Population (2025-01-01)
- • Total: 10,631
- • Density: 385/km^{2} (998/sq mi)
- Demonym(s): Montbuienc, montbuienca
- Website: www.montbui.cat

= Santa Margarida de Montbui =

Santa Maragarida de Montbui (/ca/) is a municipality in the comarca of the Anoia in Catalonia,
Spain. It is situated in the Òdena Basin, immediately to the west of Igualada of which it effectively forms a
suburb. The ajuntament (town hall) is in Sant Maure. Other neighbourhoods in Montbui are the Old Town, el Saió-Coll del Guix and La Mallola.

== Demography ==
Montbui has received a huge immigration in the late fifties.

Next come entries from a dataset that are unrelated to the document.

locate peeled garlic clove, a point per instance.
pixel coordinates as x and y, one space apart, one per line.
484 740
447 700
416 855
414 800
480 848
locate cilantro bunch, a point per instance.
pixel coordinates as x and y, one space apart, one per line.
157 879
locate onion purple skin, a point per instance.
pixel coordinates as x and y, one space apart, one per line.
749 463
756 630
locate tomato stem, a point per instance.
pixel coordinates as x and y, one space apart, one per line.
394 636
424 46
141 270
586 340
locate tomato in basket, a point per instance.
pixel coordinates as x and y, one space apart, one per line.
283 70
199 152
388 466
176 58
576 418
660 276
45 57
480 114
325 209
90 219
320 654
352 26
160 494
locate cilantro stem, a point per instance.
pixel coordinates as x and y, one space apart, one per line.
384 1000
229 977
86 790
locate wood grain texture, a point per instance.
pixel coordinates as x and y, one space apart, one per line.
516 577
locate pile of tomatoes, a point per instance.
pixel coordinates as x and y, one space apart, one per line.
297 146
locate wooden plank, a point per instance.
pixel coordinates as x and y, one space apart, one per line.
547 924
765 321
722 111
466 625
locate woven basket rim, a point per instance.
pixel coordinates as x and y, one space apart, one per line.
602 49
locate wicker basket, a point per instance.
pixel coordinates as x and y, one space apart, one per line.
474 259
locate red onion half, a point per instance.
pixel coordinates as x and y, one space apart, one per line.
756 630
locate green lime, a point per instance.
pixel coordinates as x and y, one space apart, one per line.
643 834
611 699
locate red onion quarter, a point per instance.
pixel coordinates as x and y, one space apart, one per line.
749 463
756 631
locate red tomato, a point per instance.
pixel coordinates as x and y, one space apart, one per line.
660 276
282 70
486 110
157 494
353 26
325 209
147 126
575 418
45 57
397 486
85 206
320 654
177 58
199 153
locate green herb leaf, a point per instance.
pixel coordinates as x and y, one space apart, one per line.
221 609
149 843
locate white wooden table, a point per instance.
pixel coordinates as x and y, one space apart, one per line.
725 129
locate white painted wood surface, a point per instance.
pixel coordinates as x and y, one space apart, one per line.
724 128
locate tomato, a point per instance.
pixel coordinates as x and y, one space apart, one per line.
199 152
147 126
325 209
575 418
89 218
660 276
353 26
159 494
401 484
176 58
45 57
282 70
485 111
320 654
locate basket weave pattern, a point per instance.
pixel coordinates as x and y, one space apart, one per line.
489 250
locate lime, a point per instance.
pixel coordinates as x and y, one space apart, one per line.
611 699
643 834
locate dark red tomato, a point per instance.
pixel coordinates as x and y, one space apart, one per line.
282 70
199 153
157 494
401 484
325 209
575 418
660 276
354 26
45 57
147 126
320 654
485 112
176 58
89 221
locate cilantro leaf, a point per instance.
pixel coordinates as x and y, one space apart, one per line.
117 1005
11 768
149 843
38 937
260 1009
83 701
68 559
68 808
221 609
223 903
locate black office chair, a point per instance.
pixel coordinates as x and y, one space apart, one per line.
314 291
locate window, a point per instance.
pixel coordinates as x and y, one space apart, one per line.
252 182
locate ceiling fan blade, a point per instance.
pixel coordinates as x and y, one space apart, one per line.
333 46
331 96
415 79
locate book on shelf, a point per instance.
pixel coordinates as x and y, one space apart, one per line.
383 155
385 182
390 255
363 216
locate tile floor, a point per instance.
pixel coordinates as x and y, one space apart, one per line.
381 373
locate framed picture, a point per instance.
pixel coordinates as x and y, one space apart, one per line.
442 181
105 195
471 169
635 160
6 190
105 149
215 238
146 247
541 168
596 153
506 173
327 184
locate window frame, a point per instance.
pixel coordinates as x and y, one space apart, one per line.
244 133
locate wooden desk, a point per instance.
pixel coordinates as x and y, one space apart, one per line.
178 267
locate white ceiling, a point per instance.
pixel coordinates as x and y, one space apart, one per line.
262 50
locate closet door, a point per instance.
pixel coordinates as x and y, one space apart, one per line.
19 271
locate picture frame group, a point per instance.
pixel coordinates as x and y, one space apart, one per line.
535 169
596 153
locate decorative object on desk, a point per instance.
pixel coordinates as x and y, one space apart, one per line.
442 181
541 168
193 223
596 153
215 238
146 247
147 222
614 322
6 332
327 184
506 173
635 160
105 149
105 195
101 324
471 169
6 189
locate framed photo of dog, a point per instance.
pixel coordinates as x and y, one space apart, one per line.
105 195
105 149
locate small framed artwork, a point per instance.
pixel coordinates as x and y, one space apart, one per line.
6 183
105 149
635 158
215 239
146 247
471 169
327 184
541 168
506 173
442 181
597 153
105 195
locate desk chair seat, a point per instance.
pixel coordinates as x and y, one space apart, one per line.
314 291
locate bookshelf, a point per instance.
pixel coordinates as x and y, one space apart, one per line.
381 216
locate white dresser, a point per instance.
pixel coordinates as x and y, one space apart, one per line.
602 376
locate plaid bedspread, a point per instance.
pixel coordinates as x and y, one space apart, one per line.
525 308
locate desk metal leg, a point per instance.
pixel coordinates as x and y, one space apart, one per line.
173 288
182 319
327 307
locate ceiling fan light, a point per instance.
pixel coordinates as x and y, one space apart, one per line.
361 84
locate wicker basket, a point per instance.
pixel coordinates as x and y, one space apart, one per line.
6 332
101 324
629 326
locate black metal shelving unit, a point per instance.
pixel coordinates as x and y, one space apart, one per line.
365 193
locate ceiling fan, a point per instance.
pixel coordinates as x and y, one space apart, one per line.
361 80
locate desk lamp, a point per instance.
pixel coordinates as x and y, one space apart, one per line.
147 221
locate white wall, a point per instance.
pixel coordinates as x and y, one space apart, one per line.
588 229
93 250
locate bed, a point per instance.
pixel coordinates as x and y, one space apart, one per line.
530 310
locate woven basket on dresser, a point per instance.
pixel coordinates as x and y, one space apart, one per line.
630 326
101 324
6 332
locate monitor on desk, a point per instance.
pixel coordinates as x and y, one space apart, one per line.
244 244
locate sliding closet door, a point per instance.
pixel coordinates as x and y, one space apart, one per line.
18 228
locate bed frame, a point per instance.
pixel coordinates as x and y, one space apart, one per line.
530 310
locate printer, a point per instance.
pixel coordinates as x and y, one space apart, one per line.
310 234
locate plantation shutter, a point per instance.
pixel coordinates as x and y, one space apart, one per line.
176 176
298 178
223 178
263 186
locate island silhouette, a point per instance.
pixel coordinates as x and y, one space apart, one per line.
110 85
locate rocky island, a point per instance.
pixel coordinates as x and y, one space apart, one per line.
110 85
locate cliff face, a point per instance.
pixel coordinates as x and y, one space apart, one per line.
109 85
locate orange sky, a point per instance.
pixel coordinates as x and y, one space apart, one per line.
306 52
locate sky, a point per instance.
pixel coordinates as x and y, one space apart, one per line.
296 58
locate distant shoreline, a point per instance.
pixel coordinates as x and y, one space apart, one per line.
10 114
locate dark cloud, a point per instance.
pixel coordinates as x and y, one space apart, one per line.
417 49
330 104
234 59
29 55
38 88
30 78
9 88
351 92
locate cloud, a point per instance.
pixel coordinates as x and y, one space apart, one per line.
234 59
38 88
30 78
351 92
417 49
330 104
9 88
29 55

| 1900 | 1930 | 1950 | 1970 | 1986 | 2007 |
|---|---|---|---|---|---|
| 531 | 961 | 790 | 5229 | 9088 | 9825 |

== Geography ==
The most famous mountain in Santa Margarida de Montbui is called La Tossa. It has an altitude of 650 m. La Tossa mountain belongs to the serra de Miralles-Queralt range. In this mountain there is a Romanesque chapel devoted to Virgin Mary and dating back to the 11th century.

The Anoia river borders Santa Margarida de Montbui to the South and separates this municipality from Igualada.

== Education and culture ==
In Montbui there are three primary education schools (Montbou, García Lorca and Antoni Gaudí) and a secondary school (Institut Montbui)

Some of the cultural centres in Montbui are La Vinícola (Sant Maure) and the Ateneu Cultural i Recreatiu (Old town).